I am currently working with GPU's and since they are expensive I want them to scale down and up depending on the load. However scaling up the cluster and preparing the node takes around 8 minutes since it installs the drivers and do some other preparation.
So to solve this problem, I want to let one node stay in idle state and autoscale the rest of the nodes. Is there any way to do it?
This way when a request comes, the idle node will take it and a new idle node will be created.
Thanks!
There are three different approaches:
1 - The 1st approach is entirely manual.

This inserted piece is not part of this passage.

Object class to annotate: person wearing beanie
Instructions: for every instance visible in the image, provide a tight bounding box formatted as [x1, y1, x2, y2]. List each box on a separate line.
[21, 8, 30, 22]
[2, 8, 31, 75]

This will help you keep a node in an idle state without incurring downtime for your application during the autoscaling process.
You would have to prevent one specific node from autosaling (let's call it "node A"). Create a new node and make replicas of the node A's pods to that new node. The node will be running while it is not part of the autoscaling process. Once the autoscaling process is complete, and the boot is finished, you may safely drain that node.
a. Create a new node.
b. Prevent node A from evicting its pods by adding the annotation "cluster-autoscaler.kubernetes.io/safe-to-evict": "false"
c. Copy a replica of node A, make replicas of the pods into that new node.
d. Once the autoscaler has scaled all the nodes, and the boot time has
completed, you may safely drain node A, and delete it.
2 - You could run a Pod Disruption Budget.
3 - If you would like to block the node A from being deleted when the autoscaler scales down, you could set the annotation "cluster-autoscaler.kubernetes.io/scale-down-disabled": "true" on one particular node. This only works during a scaling down process.